Sohbetle Kazanılan Güzellikler
Sohbetlere devam etmek tasavvufi (bu) yolun âdâbındandır. Sohbetlerde okunan âyet-i kerime, hadisi şerife, enbiyaullah, sahabe ve kibar-ı ehlullah menâkıbları gibi ruha inşirah ve bilgi veren şeyler okunduğunda dünya keder ve üzüntüleri, kalbden çıkar yerini Allah, peygamber ve İslâm büyüklerinin sevgisi kaplar.
Tasavvufi manevi sohbetlere devam etmekle keder, üzüntü gider, huzur gelir. Dünya sevgisi gider, Allah sevgisi gelir. Hırçınlık huysuzluk gider, yumuşak güzel ahlâk gelir. Vücud yorgunluğu gider, zindelik, şevk hali gelir. Kendini beğenme hassası gider, tevazu hali gelir. İnsanlara karşı husumeti gider, insanları sever hale gelir. Farkına varmadan daha bu gibi bir çok güzel hasletler tecellî eder.

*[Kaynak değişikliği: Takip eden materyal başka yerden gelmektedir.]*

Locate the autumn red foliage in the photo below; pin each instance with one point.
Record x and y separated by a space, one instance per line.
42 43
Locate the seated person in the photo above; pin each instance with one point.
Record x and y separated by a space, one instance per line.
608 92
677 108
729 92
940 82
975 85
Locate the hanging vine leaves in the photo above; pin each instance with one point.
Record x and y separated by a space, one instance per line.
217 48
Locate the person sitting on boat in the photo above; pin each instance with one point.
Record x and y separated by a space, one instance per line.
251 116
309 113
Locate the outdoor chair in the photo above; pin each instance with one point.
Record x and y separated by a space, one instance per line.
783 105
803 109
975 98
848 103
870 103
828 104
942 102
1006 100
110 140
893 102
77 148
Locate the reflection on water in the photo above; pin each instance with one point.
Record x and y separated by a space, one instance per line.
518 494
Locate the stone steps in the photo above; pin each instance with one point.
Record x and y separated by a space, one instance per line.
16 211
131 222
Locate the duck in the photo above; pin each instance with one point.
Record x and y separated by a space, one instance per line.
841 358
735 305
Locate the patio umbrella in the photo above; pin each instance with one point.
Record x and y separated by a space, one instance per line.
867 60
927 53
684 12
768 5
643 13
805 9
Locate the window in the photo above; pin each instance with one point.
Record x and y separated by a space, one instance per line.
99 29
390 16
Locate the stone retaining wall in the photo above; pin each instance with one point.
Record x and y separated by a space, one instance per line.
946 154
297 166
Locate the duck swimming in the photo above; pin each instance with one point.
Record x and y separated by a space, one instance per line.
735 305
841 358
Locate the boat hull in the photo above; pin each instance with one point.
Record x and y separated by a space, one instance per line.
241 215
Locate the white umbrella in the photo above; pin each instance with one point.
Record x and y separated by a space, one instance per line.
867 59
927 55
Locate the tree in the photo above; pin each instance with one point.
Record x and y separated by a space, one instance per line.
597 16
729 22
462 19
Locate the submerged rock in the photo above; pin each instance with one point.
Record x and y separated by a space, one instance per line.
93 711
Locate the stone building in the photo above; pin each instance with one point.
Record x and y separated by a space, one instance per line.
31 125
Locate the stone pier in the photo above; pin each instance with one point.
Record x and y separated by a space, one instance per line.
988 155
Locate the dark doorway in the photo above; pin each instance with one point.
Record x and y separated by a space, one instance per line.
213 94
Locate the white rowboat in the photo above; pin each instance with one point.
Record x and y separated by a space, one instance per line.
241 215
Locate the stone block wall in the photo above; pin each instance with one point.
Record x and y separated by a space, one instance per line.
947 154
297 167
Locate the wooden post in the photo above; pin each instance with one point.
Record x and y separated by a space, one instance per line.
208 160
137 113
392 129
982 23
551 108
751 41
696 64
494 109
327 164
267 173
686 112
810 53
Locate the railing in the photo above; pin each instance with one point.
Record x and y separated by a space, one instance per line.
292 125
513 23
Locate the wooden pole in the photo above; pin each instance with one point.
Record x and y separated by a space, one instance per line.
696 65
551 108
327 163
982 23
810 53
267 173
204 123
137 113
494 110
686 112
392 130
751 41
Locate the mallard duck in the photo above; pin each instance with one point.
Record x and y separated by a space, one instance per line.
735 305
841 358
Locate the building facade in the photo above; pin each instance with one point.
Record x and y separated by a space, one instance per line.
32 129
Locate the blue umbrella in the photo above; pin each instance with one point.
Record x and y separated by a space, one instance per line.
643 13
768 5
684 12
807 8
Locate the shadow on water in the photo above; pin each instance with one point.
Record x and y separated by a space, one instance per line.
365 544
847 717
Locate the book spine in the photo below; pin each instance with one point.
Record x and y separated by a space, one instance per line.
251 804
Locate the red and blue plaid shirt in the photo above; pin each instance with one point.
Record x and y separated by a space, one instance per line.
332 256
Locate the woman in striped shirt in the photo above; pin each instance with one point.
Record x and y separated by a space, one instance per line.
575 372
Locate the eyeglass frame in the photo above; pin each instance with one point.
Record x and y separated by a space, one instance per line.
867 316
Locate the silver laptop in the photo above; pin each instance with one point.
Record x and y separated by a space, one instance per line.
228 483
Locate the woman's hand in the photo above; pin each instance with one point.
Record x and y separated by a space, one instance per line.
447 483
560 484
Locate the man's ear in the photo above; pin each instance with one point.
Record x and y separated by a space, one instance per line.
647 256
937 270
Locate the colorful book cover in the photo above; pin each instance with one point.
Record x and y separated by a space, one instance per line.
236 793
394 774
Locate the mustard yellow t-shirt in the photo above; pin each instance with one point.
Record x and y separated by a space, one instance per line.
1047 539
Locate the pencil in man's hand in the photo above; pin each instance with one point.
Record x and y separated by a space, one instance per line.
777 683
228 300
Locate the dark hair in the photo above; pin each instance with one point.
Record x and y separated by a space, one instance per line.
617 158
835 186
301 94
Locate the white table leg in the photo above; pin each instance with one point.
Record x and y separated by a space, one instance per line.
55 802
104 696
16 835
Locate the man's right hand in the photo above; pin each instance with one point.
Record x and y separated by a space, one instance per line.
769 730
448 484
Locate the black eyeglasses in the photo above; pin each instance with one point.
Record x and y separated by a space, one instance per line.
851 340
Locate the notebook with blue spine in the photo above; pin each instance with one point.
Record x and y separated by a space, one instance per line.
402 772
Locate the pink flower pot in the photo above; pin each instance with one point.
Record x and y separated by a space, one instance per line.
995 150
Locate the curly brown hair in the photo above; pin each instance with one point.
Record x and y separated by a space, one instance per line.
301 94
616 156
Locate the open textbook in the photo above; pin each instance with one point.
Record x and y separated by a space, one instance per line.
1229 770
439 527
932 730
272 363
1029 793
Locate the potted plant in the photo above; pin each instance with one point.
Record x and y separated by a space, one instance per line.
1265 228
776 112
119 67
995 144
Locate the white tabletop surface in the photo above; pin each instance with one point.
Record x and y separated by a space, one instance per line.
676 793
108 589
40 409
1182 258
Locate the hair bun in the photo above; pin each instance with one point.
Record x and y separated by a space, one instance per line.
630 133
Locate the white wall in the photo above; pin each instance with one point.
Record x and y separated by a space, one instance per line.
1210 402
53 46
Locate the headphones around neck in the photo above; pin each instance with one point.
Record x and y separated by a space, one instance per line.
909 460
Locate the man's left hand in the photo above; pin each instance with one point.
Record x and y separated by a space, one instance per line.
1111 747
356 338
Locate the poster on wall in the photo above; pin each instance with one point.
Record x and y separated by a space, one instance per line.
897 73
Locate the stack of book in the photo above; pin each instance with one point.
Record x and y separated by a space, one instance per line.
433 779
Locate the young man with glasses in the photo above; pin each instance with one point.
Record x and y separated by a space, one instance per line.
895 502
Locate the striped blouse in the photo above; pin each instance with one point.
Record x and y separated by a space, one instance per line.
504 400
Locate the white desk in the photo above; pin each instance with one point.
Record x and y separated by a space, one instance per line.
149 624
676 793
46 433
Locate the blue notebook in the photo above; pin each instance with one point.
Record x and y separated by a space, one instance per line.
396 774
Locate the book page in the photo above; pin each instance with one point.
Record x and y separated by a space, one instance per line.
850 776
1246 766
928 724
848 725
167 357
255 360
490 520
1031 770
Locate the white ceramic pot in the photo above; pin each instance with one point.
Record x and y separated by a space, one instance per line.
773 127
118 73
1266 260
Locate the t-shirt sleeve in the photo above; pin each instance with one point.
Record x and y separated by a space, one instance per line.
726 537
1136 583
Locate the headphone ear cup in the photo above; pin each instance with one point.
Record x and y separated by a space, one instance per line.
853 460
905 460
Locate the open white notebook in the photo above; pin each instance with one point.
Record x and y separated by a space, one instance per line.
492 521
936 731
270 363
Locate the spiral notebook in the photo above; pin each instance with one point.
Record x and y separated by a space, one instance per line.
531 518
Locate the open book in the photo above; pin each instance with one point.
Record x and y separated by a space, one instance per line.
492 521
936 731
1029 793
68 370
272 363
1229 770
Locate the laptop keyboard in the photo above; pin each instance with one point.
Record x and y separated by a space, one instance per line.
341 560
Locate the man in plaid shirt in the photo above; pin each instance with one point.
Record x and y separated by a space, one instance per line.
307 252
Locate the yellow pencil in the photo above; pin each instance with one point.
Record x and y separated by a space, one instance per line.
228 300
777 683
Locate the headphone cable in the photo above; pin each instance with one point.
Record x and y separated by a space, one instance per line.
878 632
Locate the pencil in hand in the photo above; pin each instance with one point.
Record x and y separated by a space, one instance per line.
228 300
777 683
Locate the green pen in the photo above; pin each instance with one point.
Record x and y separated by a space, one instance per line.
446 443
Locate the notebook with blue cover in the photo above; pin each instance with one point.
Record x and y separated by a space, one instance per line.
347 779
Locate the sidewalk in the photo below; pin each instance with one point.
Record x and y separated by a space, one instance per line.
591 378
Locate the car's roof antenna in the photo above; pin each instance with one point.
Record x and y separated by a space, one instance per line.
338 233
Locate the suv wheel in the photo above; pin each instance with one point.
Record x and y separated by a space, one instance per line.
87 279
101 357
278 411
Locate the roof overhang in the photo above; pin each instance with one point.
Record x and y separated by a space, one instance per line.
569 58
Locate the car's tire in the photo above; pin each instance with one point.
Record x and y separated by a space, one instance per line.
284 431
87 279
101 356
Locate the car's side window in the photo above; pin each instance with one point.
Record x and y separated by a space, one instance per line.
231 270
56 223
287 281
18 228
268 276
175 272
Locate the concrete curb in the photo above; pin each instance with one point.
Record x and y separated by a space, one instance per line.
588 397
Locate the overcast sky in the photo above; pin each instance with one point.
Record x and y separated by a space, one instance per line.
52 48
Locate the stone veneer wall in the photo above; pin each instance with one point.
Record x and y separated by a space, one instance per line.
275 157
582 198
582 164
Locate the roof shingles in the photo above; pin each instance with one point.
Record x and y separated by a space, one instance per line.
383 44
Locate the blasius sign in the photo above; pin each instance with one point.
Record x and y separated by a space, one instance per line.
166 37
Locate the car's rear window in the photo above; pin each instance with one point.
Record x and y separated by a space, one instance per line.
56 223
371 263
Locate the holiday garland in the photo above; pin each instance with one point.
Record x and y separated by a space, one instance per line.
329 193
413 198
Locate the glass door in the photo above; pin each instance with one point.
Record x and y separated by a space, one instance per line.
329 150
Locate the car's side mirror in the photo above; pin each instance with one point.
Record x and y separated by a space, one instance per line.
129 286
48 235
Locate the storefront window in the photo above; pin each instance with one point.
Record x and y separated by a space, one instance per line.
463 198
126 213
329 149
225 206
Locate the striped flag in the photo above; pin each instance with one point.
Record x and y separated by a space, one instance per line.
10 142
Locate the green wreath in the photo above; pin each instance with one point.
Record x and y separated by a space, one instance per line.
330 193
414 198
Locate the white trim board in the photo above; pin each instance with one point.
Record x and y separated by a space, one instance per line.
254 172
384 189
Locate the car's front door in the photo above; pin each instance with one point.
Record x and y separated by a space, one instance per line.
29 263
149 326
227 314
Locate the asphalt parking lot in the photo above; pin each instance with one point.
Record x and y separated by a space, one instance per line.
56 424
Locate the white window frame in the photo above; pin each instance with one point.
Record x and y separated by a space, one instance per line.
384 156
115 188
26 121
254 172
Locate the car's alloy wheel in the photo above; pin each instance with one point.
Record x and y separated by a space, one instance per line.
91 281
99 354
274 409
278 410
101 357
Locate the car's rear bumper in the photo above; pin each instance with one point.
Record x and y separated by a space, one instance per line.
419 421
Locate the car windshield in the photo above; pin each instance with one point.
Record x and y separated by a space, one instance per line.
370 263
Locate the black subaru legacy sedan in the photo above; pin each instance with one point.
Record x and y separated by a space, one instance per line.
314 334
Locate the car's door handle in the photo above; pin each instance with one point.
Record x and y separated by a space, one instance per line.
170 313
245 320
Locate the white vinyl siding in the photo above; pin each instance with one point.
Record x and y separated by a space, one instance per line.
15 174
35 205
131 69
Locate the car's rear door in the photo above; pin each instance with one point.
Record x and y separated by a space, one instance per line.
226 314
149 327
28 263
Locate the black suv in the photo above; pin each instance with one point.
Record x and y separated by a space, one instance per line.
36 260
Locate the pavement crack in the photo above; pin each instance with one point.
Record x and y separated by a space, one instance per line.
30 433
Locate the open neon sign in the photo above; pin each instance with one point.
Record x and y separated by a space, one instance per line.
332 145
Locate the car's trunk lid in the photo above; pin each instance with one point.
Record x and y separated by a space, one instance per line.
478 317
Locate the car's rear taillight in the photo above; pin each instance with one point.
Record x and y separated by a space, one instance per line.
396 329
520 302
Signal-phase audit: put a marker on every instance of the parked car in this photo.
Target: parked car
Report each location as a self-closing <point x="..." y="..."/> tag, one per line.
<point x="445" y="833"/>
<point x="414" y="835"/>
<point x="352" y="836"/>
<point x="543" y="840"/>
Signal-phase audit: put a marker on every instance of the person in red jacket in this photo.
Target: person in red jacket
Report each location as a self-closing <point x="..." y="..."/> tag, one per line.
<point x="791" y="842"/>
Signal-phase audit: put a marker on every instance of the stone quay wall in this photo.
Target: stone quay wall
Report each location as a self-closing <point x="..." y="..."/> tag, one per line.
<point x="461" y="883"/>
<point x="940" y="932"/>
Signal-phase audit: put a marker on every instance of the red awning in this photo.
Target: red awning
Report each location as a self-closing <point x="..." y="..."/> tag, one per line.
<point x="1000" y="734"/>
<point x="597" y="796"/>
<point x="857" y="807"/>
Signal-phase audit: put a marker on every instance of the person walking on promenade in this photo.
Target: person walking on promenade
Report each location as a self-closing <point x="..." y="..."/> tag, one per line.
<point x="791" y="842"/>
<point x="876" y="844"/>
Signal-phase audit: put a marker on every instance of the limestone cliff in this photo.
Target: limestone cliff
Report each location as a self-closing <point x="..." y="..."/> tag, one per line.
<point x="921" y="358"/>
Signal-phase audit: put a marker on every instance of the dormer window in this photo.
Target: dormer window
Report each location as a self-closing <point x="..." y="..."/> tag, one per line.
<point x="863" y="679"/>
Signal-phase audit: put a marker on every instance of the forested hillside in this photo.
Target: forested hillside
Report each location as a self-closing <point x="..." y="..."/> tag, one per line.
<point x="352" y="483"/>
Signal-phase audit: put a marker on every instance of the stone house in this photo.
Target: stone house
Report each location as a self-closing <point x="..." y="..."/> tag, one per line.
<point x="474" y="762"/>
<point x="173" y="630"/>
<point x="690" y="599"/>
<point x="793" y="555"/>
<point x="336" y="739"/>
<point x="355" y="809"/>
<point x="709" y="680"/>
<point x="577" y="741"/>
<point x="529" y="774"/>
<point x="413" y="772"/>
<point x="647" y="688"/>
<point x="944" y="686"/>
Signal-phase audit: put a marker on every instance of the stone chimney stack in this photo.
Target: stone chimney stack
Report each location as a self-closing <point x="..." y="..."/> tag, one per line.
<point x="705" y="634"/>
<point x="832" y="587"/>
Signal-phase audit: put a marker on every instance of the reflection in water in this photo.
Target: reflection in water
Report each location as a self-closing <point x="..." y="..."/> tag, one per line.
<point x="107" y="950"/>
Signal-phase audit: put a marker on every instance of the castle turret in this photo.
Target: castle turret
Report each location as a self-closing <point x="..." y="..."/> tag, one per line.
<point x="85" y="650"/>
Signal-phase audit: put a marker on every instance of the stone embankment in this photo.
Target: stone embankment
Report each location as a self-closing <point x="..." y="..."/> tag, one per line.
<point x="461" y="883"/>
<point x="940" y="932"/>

Dikkat edilecek bir husus da sohbetteki bu halini ikinci sohbete kadar devam ettirmek olmalıdır. (Bunun da ilacı: Dünyacılardan, mâlâyanicilerden arkadaşlığı azaltmak, sâlih, yani ihvanın ciddi, vakarlı, ahlakları güzel, az konuşanları ile arkadaşlığı çoğaltmak.)
ALLAH'IN YOLUNDA FITRATINI BULAN AZALAR
Bir de gözü, kulağı, dili, kalbi Allah’ın yolunda istimal etmekdir.
Meselâ göz haram şeylere bakmak için değil, semavata bakıb Cenâb-ı Hakk’ı anmak, Kur’an ve faideli kitablar okumak için.
Dil; gıybet, bühtan, dedikodu, kalb kıracak sözler sarf etmek için değil, nasihat etmek, Kur’an okumak, dua etmek, gönül alacak tatlı, faideli sözler söylemek için.
Kulak; dedikodu, çalgı gibi şeyler dinlemek için değil, nasihat dinlemek, Kur’an dinlemek, her sesden Cenab-ı Hakk’ın varlığını duymak için yaratılmıştır.
Bazı sâlikler ilk devrelerde çok güzel halleri olduğu halde, sonraları terakki edecekleri halde gerilemektedirler. (Letaif bakımından terakki etseler dahi) Sebebine gelince her sâlikin halini kopye etmektendir, yani hatalı, ahlâkı zayıf, dedikoducu sâliklerin de hak yolunda olduklarını zan etmeleri sebebiyle...
Hak yolundaki sâlikler tıpkı bir çiçek bahçesine benzerler, en nâdide çiçekler güller de bulunabilir, ısırgan otları, dikenler de.
Güller Hak yoluna ihlâsla tam yönelmiş, dedikodu, gıybet bilmeyen, mütevazi, merhametli herkesle geçimli, daima kendi nefislerinin hatalarını görenlerdir.
Dikenler ise her ne kadar en ulvî yola kabul edilmiş iseler de, fıtratdan zayıf oldukları için kendilerini güzel ahlâk ile bezeyemeyenlerdir.